AI Logistics Agent — Digital Employee
AI Logistics Agent automates supply chain operational tasks: route planning, shipment tracking, carrier interaction, exception handling (delays, damage, shortages), KPI monitoring and reporting. Human operator connects only to non-standard situations requiring negotiations.
Shipment Monitoring and Tracking
from langgraph.graph import StateGraph, END
from langchain_openai import ChatOpenAI
from typing import TypedDict, Annotated, Optional
import operator
llm = ChatOpenAI(model="gpt-4o", temperature=0)

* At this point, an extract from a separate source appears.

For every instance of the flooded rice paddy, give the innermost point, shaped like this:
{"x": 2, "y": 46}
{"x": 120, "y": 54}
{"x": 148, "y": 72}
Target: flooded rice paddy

class ShipmentState(TypedDict):
shipment_id: str
shipment_data: dict
tracking_history: list[dict]
anomalies: Annotated[list, operator.add]
actions_taken: Annotated[list, operator.add]
escalation_required: bool
escalation_reason: Optional[str]
class ShipmentMonitor:
async def check_shipment(self, shipment_id: str) -> ShipmentState:
"""Complete shipment status check"""
# Get data
shipment = await logistics_db.get_shipment(shipment_id)
tracking = await carrier_api.get_tracking(shipment["tracking_number"])
expected_eta = shipment["expected_delivery"]
current_eta = tracking.get("estimated_delivery")
anomalies = []
# Check delay
if current_eta and current_eta > expected_eta:
delay_hours = (current_eta - expected_eta).total_seconds() / 3600
anomalies.append({
"type": "delivery_delay",
"severity": "high" if delay_hours > 24 else "medium",
"details": f"Delay {delay_hours:.0f} hours, new date: {current_eta}",
})
# No updates
last_update = tracking.get("last_event_time")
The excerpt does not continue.